Dung Do T M, Huan Nguyen V, Cam Do M, Hieu Dao C, Hai Pham-The, Huong Le-Thi-Thu, Kim Jisung, Choi Jeong E, Kang Jong S, Han Sang-Bae, Nam Nguyen-Hai
Hanoi University of Pharmacy, 13-15 Le Thanh Tong, Hanoi, Vietnam.
School of Medicine and Pharmacy, Hanoi National University, Hanoi, Vietnam.
Med Chem. 2018;14(8):831-850. doi: 10.2174/1573406414666180528111749.
Histone deacetylases (HDAC) enzymes are emerging as potential targets for cancer treatments. In this study, several series of novel hydroxamic acids incorporating 1-((1H- 1,2,3-triazol-4-yl)methyl)-3-substituted-2-oxoindolines were explored.

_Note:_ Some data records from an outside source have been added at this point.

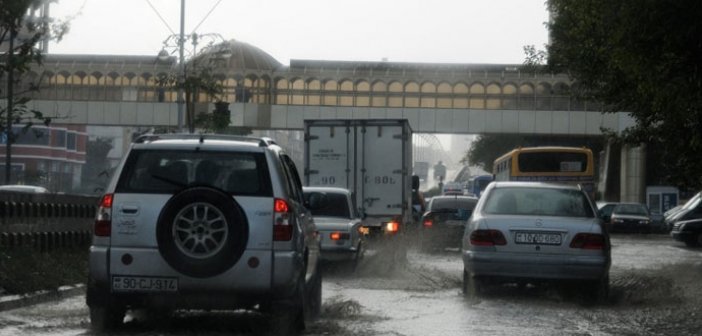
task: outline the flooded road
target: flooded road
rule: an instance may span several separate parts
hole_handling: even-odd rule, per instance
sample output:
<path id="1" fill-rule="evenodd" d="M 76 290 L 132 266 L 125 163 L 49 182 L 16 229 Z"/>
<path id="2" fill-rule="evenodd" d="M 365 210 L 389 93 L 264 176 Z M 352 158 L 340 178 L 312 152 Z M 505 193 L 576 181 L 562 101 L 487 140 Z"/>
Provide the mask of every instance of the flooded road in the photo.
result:
<path id="1" fill-rule="evenodd" d="M 666 235 L 612 238 L 611 297 L 592 305 L 578 288 L 499 286 L 480 299 L 460 292 L 458 250 L 407 262 L 369 254 L 356 272 L 325 268 L 324 312 L 306 335 L 697 335 L 702 327 L 702 249 Z M 258 335 L 251 312 L 183 312 L 153 323 L 128 316 L 129 335 Z M 90 335 L 84 297 L 0 312 L 0 335 Z"/>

The compounds were designed using Autodock Vina program, then synthesized and evaluated in vitro and in silico for their inhibitory activity against HDACs. The cytotoxicity was measured by SRB method. The enzyme inhibitory effects of the compounds were evaluated by the fluorescent assay.

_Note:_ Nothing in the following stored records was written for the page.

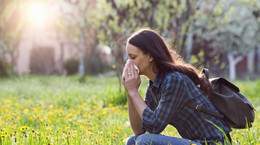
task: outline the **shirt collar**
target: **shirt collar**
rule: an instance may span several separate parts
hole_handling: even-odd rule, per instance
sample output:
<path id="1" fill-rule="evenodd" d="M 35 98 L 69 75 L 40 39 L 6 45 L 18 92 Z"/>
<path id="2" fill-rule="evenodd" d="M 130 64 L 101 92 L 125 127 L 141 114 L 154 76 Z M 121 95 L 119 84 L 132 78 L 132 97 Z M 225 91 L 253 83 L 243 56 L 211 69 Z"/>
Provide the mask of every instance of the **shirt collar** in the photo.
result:
<path id="1" fill-rule="evenodd" d="M 150 86 L 154 86 L 156 88 L 159 88 L 160 84 L 163 82 L 164 78 L 165 78 L 166 73 L 165 72 L 158 72 L 154 82 L 152 82 L 151 80 L 149 81 Z"/>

Biological evaluation showed that these hydroxamic acids were generally cytotoxic against four human cancer cell lines (SW620, colon; PC-3, prostate; AsPC-1, pancreas; NCI-H23, lung). Several compounds, e.g. 7g, 11c, and 11g, displayed up to 10-fold more potent than SAHA (suberoylanilide hydroxamic acid, vorinostat) in term of cytotoxicity. The synthesized compounds were also comparably potent to SAHA in inhibiting HDAC2. In particular, compound 11c displayed potential inhibitory effects against HDAC1, HDAC2, HDAC6, and HDAC8 with comparable or slightly higher potency than SAHA. Docking results on four class I and IIB isoenzymes indicated that these compounds tightly bound to HDACs at the active site with binding affinities much higher than that of SAHA. Finally, chemo-informatics approaches were employed to assess the pharmacokinetic and toxicity profiles of 7g and 11c. We identified degradation via phase II metabolism and toxicity two of the most serious problems that need further optimization.
Taking altogether our findings are encouraging and current hydroxamate derivatives are worth being considered as potential HDAC inhibitors and could be useful for further research on the development of new anti-cancer agents.
组蛋白脱乙酰酶(HDAC)作为癌症治疗的潜在靶点正逐渐崭露头角。在本研究中,探索了一系列新型异羟肟酸,其包含1-((1H-1,2,3-三唑-4-基)甲基)-3-取代-2-氧代吲哚啉。
使用Autodock Vina程序设计化合物,然后进行合成,并在体外和计算机模拟中评估其对HDAC的抑制活性。通过SRB法测量细胞毒性。通过荧光测定法评估化合物的酶抑制作用。
生物学评价表明,这些异羟肟酸对四种人类癌细胞系(SW620,结肠;PC-3,前列腺;AsPC-1,胰腺;NCI-H23,肺)通常具有细胞毒性。几种化合物,例如7g、11c和11g,在细胞毒性方面比SAHA(辛二酰苯胺异羟肟酸,伏立诺他)表现出高达10倍的效力。合成的化合物在抑制HDAC2方面也与SAHA具有相当的效力。特别地,化合物11c对HDAC1、HDAC2、HDAC6和HDAC8显示出潜在的抑制作用,其效力与SAHA相当或略高。对四种I类和IIB类同工酶的对接结果表明,这些化合物在活性位点与HDAC紧密结合,结合亲和力远高于SAHA。最后,采用化学信息学方法评估7g和11c的药代动力学和毒性概况。我们确定通过II期代谢降解和毒性是两个最严重的问题,需要进一步优化。
总体而言,我们的研究结果令人鼓舞,当前的异羟肟酸衍生物值得被视为潜在的HDAC抑制剂,并可能有助于进一步研究开发新的抗癌药物。